The MRE system uses two bass loudspeakers to generate sound waves.
When sound enters the bottle, it gently vibrates the patient’s head, generating acoustic waves inside the brain that change in frequency, depending on the elastic properties of the tissues they pass through. For instance, diseased tissue is stiffer than healthy tissue. The resulting data are captured as images (elastograms) that distinguish between healthy and diseased tissues.
Besides precisely measuring tissue stiffness, MRE can also evaluate an organ’s health, non-invasively. Therefore, it could eventually replace the need for painful biopsies that may only sample a healthy section of tissue and miss diseased areas — or result in bleeding and even death due to complications.

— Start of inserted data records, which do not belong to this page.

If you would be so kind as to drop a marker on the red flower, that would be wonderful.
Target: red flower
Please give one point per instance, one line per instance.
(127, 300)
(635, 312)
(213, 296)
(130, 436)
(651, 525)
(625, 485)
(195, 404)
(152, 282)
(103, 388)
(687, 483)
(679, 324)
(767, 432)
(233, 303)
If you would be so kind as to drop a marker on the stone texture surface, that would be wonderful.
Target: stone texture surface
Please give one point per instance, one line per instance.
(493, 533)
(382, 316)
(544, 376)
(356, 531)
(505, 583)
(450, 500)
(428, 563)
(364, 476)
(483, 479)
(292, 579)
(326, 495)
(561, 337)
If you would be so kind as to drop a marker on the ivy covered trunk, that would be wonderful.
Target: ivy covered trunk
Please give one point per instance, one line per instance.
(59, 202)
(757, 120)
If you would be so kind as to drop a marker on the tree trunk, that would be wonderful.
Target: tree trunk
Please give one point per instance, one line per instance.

Virtual reality neurosurgical simulator
Combining the new imaging technology with a virtual reality-based neurosurgical simulator, developed by NRC, could also help neurosurgeons hone their skills and improve patient care by enabling them to practise procedures on a virtual brain. High-definition haptic hardware — mimicking the surgical tools used in the operating room — allows surgeons to touch and move parts of a simulation of a patient’s brain. When combined with MRE data from a patient, the virtual tissues that the surgeon touches in the simulator would feel the same way that they will in the actual surgery.
Two images from a virtual reality system for neurosurgical simulation: a stiffness map obtained from MRE (left) and the actual photo-realistic effects that the user sees (right).
“The stiffness indicates the density of tumour tissue and informs the surgeon how much pressure to exert when removing a tumour so as not to affect other parts of the brain,” says Dr. Gruwel. He adds that MRE could be used to examine other organs — beyond the brain and liver — including the breasts, kidneys, lungs, prostate, muscle, connective tissue, blood vessels and cartilage.